Compared with persistence, TVAR exploits multi-day history and adapts its coefficients to the most recent regime, making it more responsive to trends and level shifts. However, like persistence, it operates independently at each node and does not incorporate spatial dependencies. It differs from the Fourier approach in that it models temporal structure through autoregressive lags.

Fourier-Based Forecasting uses a frequency-aware approach wherein a Fourier harmonic regression is applied. The imputed training data is regressed onto an intercept, a linear trend term, and K = 4 pairs of sine and cosine harmonics with periods of 24, 12, 8, and 4 h. The four harmonic pairs represent the fundamental diurnal cycle (24 h) together with its first three sub-harmonics (12, 8, and 4 h). The forecast is then obtained by evaluating the fitted equation at the 24 time indices immediately following the training series. The Fourier regression produces a non-trivial forecast as long as the training profile exhibits any hourly variation, because the harmonics are inherently oscillatory. By retaining only four harmonic pairs, the method acts as a low-pass filter, smoothing out high-frequency noise while preserving the dominant diurnal shape.
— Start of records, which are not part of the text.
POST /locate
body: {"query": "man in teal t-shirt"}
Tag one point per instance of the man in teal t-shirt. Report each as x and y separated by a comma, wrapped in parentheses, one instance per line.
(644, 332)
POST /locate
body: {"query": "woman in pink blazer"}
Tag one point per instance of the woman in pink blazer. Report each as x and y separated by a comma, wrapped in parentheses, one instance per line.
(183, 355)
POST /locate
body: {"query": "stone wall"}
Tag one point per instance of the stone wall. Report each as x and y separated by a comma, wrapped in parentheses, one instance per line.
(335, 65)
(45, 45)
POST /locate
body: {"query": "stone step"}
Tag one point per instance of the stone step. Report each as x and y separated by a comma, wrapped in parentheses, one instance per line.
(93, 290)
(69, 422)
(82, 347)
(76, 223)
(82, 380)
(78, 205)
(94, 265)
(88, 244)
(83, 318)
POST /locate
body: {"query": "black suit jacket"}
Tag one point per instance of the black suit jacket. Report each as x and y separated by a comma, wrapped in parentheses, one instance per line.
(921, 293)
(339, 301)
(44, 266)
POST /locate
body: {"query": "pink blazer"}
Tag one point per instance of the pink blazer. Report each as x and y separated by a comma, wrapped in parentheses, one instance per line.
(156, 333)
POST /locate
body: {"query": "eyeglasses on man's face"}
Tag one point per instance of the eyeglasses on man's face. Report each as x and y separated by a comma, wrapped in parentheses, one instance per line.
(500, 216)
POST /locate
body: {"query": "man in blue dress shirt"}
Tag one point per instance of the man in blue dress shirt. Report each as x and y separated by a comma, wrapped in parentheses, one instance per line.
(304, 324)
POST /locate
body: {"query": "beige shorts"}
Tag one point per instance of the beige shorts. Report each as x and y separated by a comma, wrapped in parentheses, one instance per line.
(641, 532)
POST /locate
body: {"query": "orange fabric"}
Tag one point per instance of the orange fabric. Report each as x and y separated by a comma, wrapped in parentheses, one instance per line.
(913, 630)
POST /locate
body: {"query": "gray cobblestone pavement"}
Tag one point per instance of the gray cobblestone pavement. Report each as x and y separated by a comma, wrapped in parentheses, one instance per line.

All three benchmarking methods treat each monitoring node independently. Thus, the forecast at one node is not influenced by observations or predictions at any other node. The ABM, by contrast, jointly models all 22 nodes through directed-edge flow parameters weighted by inter-node distances, enabling it to propagate spatial information across the monitoring network at every time step. The forecasting performance of the three time-series methods is compared to the spatio-temporal agent-based framework(this work) in the “Diurnal forecasting” subsection.

Identifying travel exposure at each agent

Each agent represents a finite space of pollutant concentration that changes with time. One of the possible utilities of this property is in determining ambient exposure during travel. We propose a method in this work that simplifies travel exposure estimation as a simple aggregate of pollution concentration across agents. If we consider a route along which an individual travels, the personal exposure along the route is given by equations (2730):

$${E}_{i}={\kappa }_{E}* {P}_{i}* {T}_{i}$$
(27)
$${T}_{i}=\frac{{d}_{i}}{{s}_{i}}$$
(28)
$${E}_{T}=\frac{{\sum }_{i=1}^{24}{E}_{i}}{{\sum }_{i=1}^{24}{T}_{i}}$$
(29)
$${\kappa }_{E}=f(\,{\rm{Inhalation\; dose,\; mode\; of\; transport}})$$
(30)

where, Ei is the exposure to an individual at agent i, Pi is the pollution concentration at agent i, di is the distance covered within agent i, si is the speed with which the individual travels within agent i, ET is the total exposure along the route and κE is the dimensionless exposure coefficient which we define as a function of intake efficiency rate of the individual and their mode of transport. Intake efficiency is the fraction of the ambient particulate matter concentration that is inhaled by the individual. These factors can be incorporated based on empirical values. For the sake of simplicity, κE in this simulated case is assumed to be unity.

Travel exposure has applications in determining the least-exposure route as described in the “Identifying the least-exposure route” section.